FFT Implementation on Spartan 3E xc3s100e-5vq100

Status
Not open for further replies.

Abhinav Mishra

Newbie level 5
Joined
Jan 17, 2014
Messages
9
Helped
0
Reputation
0
Reaction score
0
Trophy points
1
Visit site
Activity points
64
Hello Everyone,

I am trying to implement 64-point FFT on Spartan 3E xc3s100e-5vq100. But when I compile my code the overusage error appears. I have tried many ways to optimize the code but could not solve it.

Is it possible to implement it on this hardware ?

Can anyone tell what are the minimum hardware requirements?
 

I can't give really specific help, as I am not familiar with the Spartan 3. However, if you look at Table 3.1 of this: [link], a 64-point FFT can be achieved with 264 multipliers and 1032 adders (or 196 multipliers and 1280 adders).
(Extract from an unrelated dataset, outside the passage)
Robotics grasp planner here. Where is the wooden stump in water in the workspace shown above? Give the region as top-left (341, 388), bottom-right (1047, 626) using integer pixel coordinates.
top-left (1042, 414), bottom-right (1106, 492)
Those numbers seem a bit high to me, so there is possibly a way to do better than that. Perhaps this [link] is relevant (a 64-point FFT implemented on a Spartan 3E).
 
Last edited:

Hi Abhinav,

There are no minimum hardware requirements generally, unless you specify a particular speed that this 64-point FFT must run at.
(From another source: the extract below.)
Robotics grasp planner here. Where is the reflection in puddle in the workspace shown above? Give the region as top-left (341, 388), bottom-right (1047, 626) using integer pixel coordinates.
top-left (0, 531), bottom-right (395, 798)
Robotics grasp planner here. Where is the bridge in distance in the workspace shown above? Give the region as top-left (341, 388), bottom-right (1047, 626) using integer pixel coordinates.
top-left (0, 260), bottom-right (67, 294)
It is definitely possible to implement in hardware, but what you will need to do is serialize it. Otherwise you'll get resource usage like weetabixharry mentioned. Doing this by hand is awful and I highly wouldn't recommend it.

I would get started with this Versatile FFT, it claims to be synthesizable on the xc3s500e with reasonable resource usage using four of the 18x18 multipliers. You have four multipliers in your FPGA... it will be a tight fit, but it could work if the FPGA is to provide the FFT and little to no other functionality...

Good luck!
 
Hello Everyone,

Thank you for your suggestions. I tried the above mentioned links. Now, I have my code synthesized but there is still MAP errors. how can I fix it?

Do I really have to use FPGA Editor, never have used it and as the design is heavy I dont really want to pick n place. So, is there another way round?

 

use smartxporer it uses various seed and map/par settings to try and find a solution that routes.
 

Hi Abhinav Mishra,

Can you be more specific about which approach you are taking?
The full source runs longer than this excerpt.